D. Power and PCMag. com) and value. For example, its entry-level $40-per-month cell-phone plan gets you 500 anytime minutes, plus unlimited nights and weekends — 50 more minutes than Verizon’s $40 cell phone plan. AT&T (*Est. $40 per month and up) is Verizon’s biggest rival — but it scrapes the bottom of major customer surveys, with lower scores for customer service, call quality, coverage, data service and value. AT&T does win nationwide 3G data speed tests at PC World and Gizmodo. com, but Laptop Magazine gives it an “F” for slow real-world 4G speeds (AT&T plans to launch an improved 4G network in mid-2011).
In a final blow, AT&T now has to share rights to the Apple iPhone with Verizon Wireless — and tests at Wired and Engadget. com confirm that yes, Verizon iPhones get better coverage and fewer dropped calls. U. S. Cellular: Best regional wireless carrier While Verizon Wireless ranks highest overall nationally, reviewers say U. S. Cellular (*Est. $30 per month and up) is a particularly strong carrier in the 26 states it serves, mostly in the Midwest. Its boasts the best call quality in the North Central region for the ninth straight survey period at J. D. Power and Associates. U. S.

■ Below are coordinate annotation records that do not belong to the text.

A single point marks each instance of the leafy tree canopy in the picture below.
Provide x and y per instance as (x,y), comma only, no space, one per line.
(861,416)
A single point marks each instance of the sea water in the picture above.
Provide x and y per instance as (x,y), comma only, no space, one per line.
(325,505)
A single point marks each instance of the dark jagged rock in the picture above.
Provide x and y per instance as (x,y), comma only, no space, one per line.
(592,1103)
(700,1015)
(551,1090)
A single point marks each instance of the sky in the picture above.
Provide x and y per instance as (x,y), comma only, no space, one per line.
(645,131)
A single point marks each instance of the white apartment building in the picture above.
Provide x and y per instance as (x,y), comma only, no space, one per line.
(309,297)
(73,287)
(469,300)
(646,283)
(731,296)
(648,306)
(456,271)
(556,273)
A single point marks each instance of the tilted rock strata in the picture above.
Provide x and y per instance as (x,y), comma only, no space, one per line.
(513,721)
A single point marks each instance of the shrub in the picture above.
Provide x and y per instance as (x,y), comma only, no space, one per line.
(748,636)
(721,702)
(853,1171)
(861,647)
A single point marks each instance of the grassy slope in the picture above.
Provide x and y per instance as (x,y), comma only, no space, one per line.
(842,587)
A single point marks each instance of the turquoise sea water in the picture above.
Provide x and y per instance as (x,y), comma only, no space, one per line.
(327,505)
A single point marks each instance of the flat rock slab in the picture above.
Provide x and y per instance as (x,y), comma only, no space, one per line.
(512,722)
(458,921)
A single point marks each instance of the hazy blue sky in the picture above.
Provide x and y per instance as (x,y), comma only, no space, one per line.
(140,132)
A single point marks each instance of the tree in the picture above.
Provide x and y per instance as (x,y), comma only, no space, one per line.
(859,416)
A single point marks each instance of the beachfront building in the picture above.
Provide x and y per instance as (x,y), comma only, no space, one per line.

Cellular rivals Verizon Wireless for nationwide coverage and call quality (which makes sense, as U. S. Cellular contracts with the Verizon network), with lower prices, better cell phone plans and the best customer support in the business, according to PCMag. com. A third major customer survey agrees, awarding U. S. Cellular first place overall and the highest possible ratings for customer service, problem-free calls and value. U. S. Cellular customers (on all national plans except the most basic $30 one) roam for free on the Verizon Wireless network, with voice and 3G data service that nearly blanket the nation.
U. S. Cellular customers enjoy a nice price perk, too: All incoming calls, texts and picture/video messages are free, so you only get charged (or use minutes) for those you send. Additional benefits can be had by joining U. S. Cellular’s Belief Project (free), a program in which you can earn loyalty points that can be used for various perks. Two drawbacks: U. S. Cellular offers no 4G data coverage, and it offers fewer handset choices than the national carriers — although with the latest Android and BlackBerry smartphones, it’s no slouch, either.